On a standard CTF study (at the MNI and possibly in some other places), these .pos files are placed in the .ds folder and read as part of the CTF dataset. They include both the anatomical landmarks (Nasion,Left,Right) and the head positioning coils (NAS,LPA,RPA) so that we can mark the anatomical landmarks instead of the coils in the MRI for the registration.

ftadel commented 5 years ago

About the Wakeman/Henson dataset (https://github.com/bids-standard/bids-examples/blob/master/ds000117/sub-01/ses-meg/meg/sub-01_ses-meg_headshape.pos), here is Rik's answer:

It's a long time ago, but I'm fairly sure I read the Neuromag .fif file into Matlab (using SPM/fieldtrip) and the head-position points were automatically read from the header - so I just saved them as text files from Matlab. (They were originally created by a Polhemus digitizer, which is linked to the Neuromag acquisition software, so they end up in the .fif file of each recording).

The .pos files from ds000117 are coming from in-house code, not from a proper academic or commercial software. Therefore, you can ignore the file extension.

jasmainak commented 5 years ago

@robertoostenveld @ftadel what would be great is to have a table which specifies for each manufacturer what is the preferred file format for storing the digitized points (named and unnamed) along with a link to the specification of this file format.

ftadel commented 5 years ago

MEG-specific:

General purpose digitizers than may be used with MEG:

There are other formats used by other popular EEG manufacturers, but maybe we don't want to discuss this here.

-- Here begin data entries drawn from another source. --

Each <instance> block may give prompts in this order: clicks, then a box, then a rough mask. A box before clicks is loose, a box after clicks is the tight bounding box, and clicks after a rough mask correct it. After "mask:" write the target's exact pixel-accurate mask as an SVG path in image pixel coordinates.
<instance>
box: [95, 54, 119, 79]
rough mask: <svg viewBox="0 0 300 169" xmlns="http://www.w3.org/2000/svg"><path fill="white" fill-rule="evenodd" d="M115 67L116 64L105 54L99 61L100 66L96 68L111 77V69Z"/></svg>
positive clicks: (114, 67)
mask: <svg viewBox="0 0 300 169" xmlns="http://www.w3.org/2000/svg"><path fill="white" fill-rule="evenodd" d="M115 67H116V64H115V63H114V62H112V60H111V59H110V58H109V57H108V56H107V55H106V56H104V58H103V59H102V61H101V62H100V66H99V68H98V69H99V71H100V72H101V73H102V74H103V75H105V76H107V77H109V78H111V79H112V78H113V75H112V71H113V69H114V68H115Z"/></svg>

yarikoptic commented 4 years ago

FWIW, I dislike seeing a loose ".txt" in the filenames with data. And it feels from the previous description that .txt to examples was added solely to conform the IMHO "hole" in BIDS allowing for an arbitrary _digitizer.txt file? or is that how original software stores it? I would have slided with @chrisgorgo from 2 years above and restrict to a set of formats/extensions here or even better go for just one. What is the benefit of a standard if there is no standard form(at)? IMHO ideally one, most expressive/supported in tools format should be chosen and then raw files converted into it (like is done e.g. for neuroimaging data itself - from .par/.rec or DICOMs or whatever -> .nii.gz). Support tools could convert into other formats if so desired or better tools just start support it directly.